1 serving (200 grams) contains 350 calories, 30.0 grams of protein, 25.0 grams of fat, and 5.0 grams of carbohydrates.
Calories |
411.8 | ||
|---|---|---|---|
% Daily Value* |
|||
| Total Fat | 29.4 g | 37% | |
| Saturated Fat | 4.7 g | 23% | |
| Polyunsaturated Fat | 0 g | ||
| Cholesterol | 70.6 mg | 23% | |
| Sodium | 82.4 mg | 3% | |
| Total Carbohydrates | 5.9 g | 2% | |
| Dietary Fiber | 4.7 g | 16% | |
| Sugars | 1.2 g | ||
| protein | 35.3 g | 70% | |
| Vitamin D | 470.6 mcg | 2353% | |
| Calcium | 23.5 mg | 1% | |
| Iron | 1.8 mg | 10% | |
| Potassium | 941.2 mg | 20% | |
* Percent Daily Values are based on a 2,000 calorie diet. Your daily values may be higher or lower depending on your calorie needs.
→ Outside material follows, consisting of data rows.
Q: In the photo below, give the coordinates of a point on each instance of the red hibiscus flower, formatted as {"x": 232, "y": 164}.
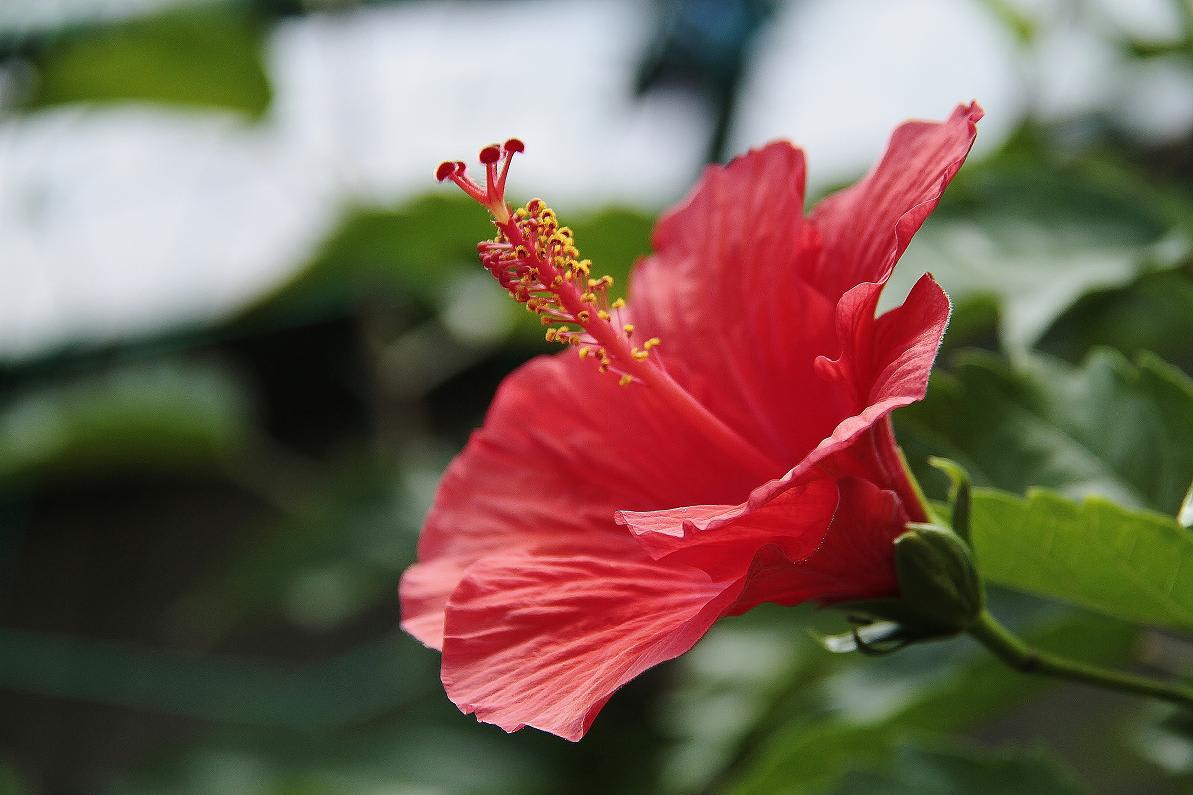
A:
{"x": 624, "y": 495}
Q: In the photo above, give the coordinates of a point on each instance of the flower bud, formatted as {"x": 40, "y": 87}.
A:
{"x": 938, "y": 580}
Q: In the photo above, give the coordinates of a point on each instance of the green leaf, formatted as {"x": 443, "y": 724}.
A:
{"x": 1039, "y": 238}
{"x": 414, "y": 252}
{"x": 130, "y": 418}
{"x": 922, "y": 771}
{"x": 959, "y": 494}
{"x": 941, "y": 690}
{"x": 209, "y": 57}
{"x": 1133, "y": 565}
{"x": 1149, "y": 314}
{"x": 1107, "y": 427}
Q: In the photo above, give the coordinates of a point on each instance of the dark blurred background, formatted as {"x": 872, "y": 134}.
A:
{"x": 242, "y": 332}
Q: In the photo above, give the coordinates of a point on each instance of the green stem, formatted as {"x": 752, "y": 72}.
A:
{"x": 1021, "y": 657}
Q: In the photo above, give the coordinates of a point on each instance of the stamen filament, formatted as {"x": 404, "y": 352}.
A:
{"x": 536, "y": 260}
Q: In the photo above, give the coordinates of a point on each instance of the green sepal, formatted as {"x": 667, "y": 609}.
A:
{"x": 958, "y": 494}
{"x": 937, "y": 577}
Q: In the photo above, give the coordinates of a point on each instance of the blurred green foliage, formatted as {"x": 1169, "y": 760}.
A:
{"x": 201, "y": 534}
{"x": 204, "y": 56}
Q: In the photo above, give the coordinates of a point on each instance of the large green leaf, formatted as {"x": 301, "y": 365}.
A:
{"x": 1149, "y": 314}
{"x": 198, "y": 56}
{"x": 938, "y": 690}
{"x": 1135, "y": 565}
{"x": 1110, "y": 427}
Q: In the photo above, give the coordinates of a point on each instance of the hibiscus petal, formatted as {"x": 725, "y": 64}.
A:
{"x": 855, "y": 560}
{"x": 561, "y": 449}
{"x": 793, "y": 522}
{"x": 865, "y": 228}
{"x": 888, "y": 361}
{"x": 545, "y": 641}
{"x": 724, "y": 291}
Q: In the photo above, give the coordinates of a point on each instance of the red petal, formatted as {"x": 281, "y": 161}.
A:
{"x": 562, "y": 448}
{"x": 793, "y": 521}
{"x": 886, "y": 362}
{"x": 855, "y": 561}
{"x": 545, "y": 641}
{"x": 866, "y": 227}
{"x": 725, "y": 294}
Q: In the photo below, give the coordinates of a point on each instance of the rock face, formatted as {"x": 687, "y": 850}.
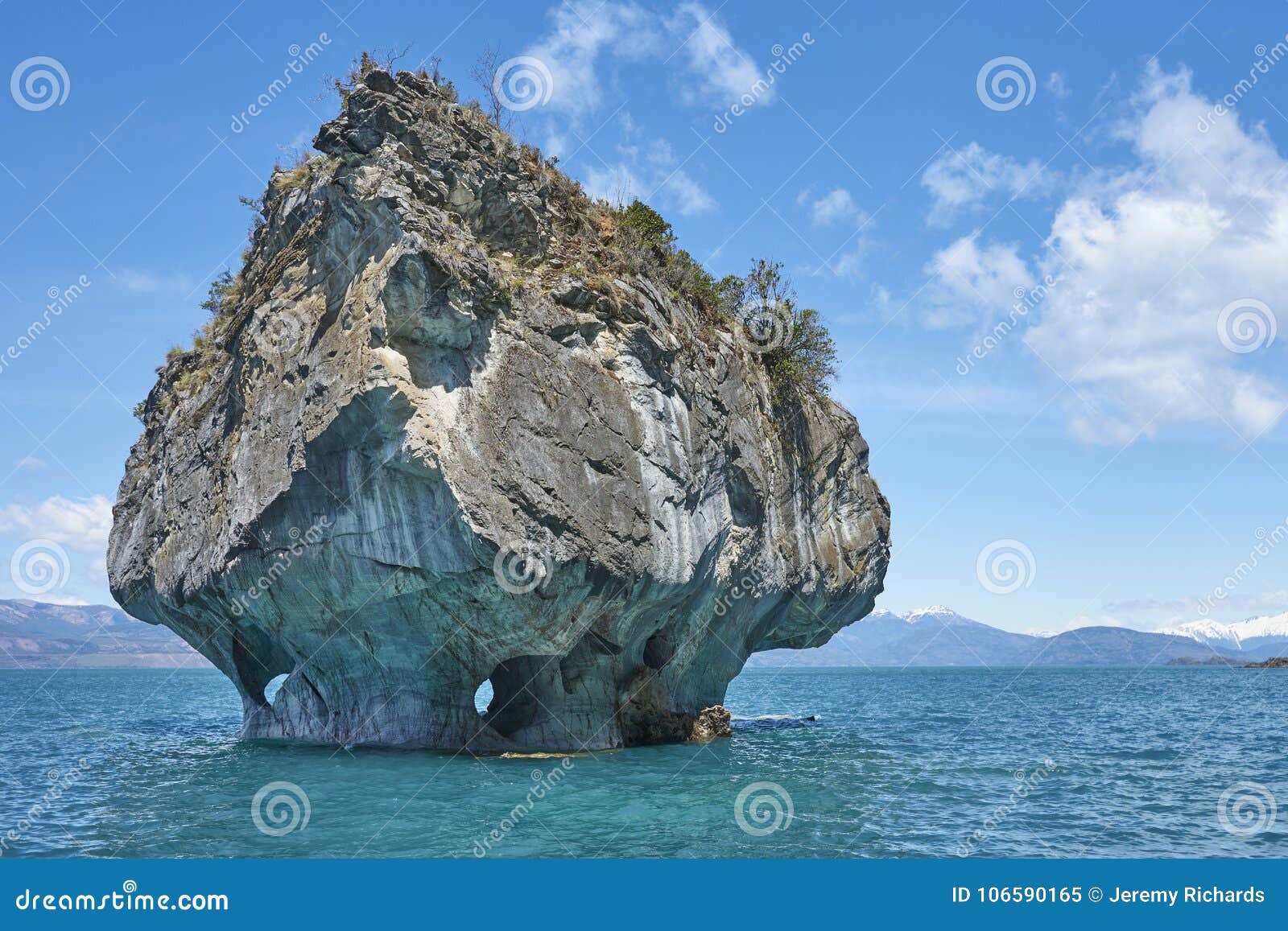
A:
{"x": 429, "y": 450}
Salmon with avocado is a flavorful and nutrient-rich dish that combines tender, flaky salmon with the creamy texture of ripe avocado. Drawing inspiration from health-conscious and fusion cuisines, this pairing is popular in both modern American dishes and sushi-inspired creations. Salmon is packed with omega-3 fatty acids, which support heart health and reduce inflammation, while avocado provides healthy monounsaturated fats, fiber, and essential vitamins like potassium and vitamin E. Together, they create a powerhouse recipe for sustained energy and skin health. Often enhanced with fresh herbs, lime juice, or a drizzle of olive oil, the dish remains light yet satisfying. However, watch out for high-calorie additions like sugary sauces or excessive salt, which can reduce its overall health value. Versatile and delicious, this duo is perfect for everything from salads to wraps, providing a well-balanced meal option full of nutrients.
Our nutrition data comes from trusted, authoritative sources to ensure accuracy and reliability. Below are specific scientific references and authoritative sources for this food item.
Additional Authoritative Sources:
Daily value percentages based on FDA guidelines. Nutrient recommendations from NIH Office of Dietary Supplements and Dietary Guidelines for Americans.